The tourists, OK, they come for their two weeks and go back to the world. But the others who come and stay? They can’t all be running from Damascus to Samara fleeing the death’s head that beckoned from across the newsroom floor.

And, Bali, after all, when you take away the PR hype, is just a tropical island struggling with its transition from an agricultural economy to a service-based one, overwhelmed by unplanned development and poor infrastructure, its rivers and roadside ditches choked with plastics, chemicals and solid wastes.

If people really wanted to run away from it all and sit by the side of the road to watch the world go by, there are lots better islands from which to do it.

More fundamental, what drives this desire to escape, to Bali or anywhere else, and what keeps the escapees that reach critical velocity from returning to take up their old traces?

We all seem to have this idea that all will be well once we have straddled the Harley, headed for the hills and disappeared over the horizon, if only we could ever get up the gumption to do it. Joseph Conrad’s Lord Jim kept running and running until he finally found his stopping point in some fictional jungle of the East Indies.

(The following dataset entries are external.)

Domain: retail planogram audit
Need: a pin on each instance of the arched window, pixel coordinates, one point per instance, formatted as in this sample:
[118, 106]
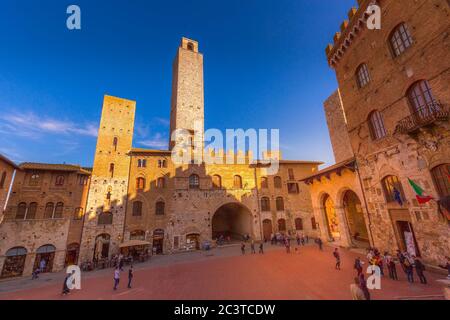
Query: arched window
[161, 183]
[115, 142]
[2, 180]
[277, 182]
[393, 190]
[35, 179]
[441, 178]
[400, 39]
[14, 263]
[159, 208]
[59, 181]
[376, 124]
[21, 211]
[217, 182]
[264, 183]
[105, 218]
[313, 223]
[265, 204]
[59, 210]
[422, 100]
[298, 224]
[48, 212]
[31, 212]
[78, 214]
[137, 208]
[281, 225]
[280, 204]
[362, 75]
[194, 181]
[140, 183]
[237, 182]
[137, 235]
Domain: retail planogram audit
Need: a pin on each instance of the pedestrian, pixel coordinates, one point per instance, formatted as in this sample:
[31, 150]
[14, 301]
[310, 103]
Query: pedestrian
[358, 266]
[420, 268]
[42, 265]
[446, 265]
[338, 259]
[130, 276]
[66, 289]
[363, 286]
[355, 290]
[116, 277]
[34, 274]
[408, 270]
[320, 243]
[252, 245]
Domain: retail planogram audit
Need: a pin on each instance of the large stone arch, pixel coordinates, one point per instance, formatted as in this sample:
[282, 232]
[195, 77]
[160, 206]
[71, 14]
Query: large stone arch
[232, 219]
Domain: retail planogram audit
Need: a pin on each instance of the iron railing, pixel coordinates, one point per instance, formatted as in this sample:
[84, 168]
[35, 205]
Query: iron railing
[426, 115]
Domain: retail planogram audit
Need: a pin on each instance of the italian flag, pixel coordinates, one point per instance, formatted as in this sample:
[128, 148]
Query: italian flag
[420, 195]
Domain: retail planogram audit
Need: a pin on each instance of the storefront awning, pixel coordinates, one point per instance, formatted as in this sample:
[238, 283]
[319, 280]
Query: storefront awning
[134, 243]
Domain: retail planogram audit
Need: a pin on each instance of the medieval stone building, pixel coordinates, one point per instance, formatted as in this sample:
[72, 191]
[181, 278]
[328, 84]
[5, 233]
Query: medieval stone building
[138, 199]
[388, 124]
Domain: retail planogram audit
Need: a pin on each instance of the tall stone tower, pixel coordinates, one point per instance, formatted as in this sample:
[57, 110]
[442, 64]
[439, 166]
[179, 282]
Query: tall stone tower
[187, 105]
[106, 205]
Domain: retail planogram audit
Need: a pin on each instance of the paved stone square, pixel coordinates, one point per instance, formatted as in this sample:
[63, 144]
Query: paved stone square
[307, 274]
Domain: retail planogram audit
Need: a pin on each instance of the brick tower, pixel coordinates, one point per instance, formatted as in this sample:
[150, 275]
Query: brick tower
[106, 205]
[187, 105]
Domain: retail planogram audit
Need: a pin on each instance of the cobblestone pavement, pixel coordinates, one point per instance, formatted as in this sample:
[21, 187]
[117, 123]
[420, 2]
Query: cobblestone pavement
[225, 274]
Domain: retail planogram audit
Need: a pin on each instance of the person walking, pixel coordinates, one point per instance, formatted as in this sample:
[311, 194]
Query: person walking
[420, 268]
[408, 267]
[261, 248]
[358, 266]
[130, 276]
[363, 286]
[116, 277]
[66, 289]
[252, 246]
[320, 243]
[355, 290]
[338, 259]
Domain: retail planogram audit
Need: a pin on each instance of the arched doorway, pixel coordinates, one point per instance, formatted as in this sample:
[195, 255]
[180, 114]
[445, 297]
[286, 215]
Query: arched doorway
[331, 217]
[158, 241]
[355, 218]
[72, 254]
[14, 262]
[232, 220]
[267, 229]
[45, 256]
[101, 250]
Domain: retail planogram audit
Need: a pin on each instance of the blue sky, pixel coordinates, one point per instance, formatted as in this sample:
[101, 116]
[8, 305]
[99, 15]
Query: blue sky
[265, 67]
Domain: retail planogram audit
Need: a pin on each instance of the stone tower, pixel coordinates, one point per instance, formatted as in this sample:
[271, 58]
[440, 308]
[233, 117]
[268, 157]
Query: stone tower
[106, 204]
[187, 105]
[337, 126]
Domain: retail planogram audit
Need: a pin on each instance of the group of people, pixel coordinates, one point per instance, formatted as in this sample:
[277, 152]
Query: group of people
[252, 247]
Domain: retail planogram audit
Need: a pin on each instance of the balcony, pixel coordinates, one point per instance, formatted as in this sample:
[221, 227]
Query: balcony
[425, 116]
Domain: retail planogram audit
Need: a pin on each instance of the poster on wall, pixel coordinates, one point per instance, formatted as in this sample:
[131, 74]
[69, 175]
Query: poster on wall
[410, 246]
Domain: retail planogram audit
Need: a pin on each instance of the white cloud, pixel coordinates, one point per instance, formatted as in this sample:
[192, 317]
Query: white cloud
[32, 125]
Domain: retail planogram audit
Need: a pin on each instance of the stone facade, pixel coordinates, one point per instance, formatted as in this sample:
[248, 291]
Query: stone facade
[7, 168]
[407, 138]
[46, 207]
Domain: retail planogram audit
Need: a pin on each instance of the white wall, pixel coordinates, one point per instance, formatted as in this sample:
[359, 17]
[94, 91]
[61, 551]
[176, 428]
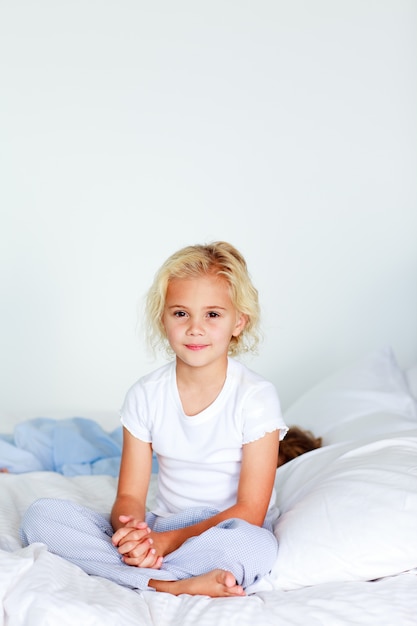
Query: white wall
[131, 128]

And the real life Nick Leeson, on the verge of his trading losses being discovered, fled Singapore to Malaysia to Brunei, and eventually was caught in Germany trying to get home to the UK. So many of us flee and so often, no wonder Bali is full of refugees who have run here in hopes of a magical fix to lives too thin and shallow elsewhere, only to settle for quick satisfaction and meaning in a patina of mysticism and faux artistic pursuit that has no greater depth or significance than the rituals and structures of the corporate world left behind.

Or maybe some of us are using Bali, or any like place, as a respite, a chance to rest weary spirits before rejoining the battle. Lord Jim after all did finally work out his redemption after a fashion, although it did mean a bullet through the heart, and Leeson didn’t remain hidden in Malaysia, and returned to answer for what he had wrought. Leeson, I am surprised to report, didn’t die of colon cancer after his release from Singapore’s Changi Prison, and now lives happily in Ireland, where he manages a football club and is a “sought-after” speaker, according to his website www.nickleeson.com.

But I have to wonder what incremental battles of will Jim won over himself before he finally had the courage to face his failure, and what strength and wisdom did Leeson gain from three-and-a-half years of contemplation in a Singapore prison cell that helped him face the gauntlet of the public eye and win his battle with cancer after his release? Was it redemption they and we seek? Courage? Peace? Escape to some imagined freedom?

I’m not sure, but whenever I mention to another Bali-ite that I’m thinking about returning to some more cosmopolitan center to take up actual, real-world employment, the reaction is that I have taken leave of my senses and that it would be better to stay and starve. I am practically certain that isn’t true.

For whatever reason – balance, redemption, a search for meaning – I needed these years in Bali, and now, I feel, I need something more. So, I’m off again, only oddly this time, escaping from paradise.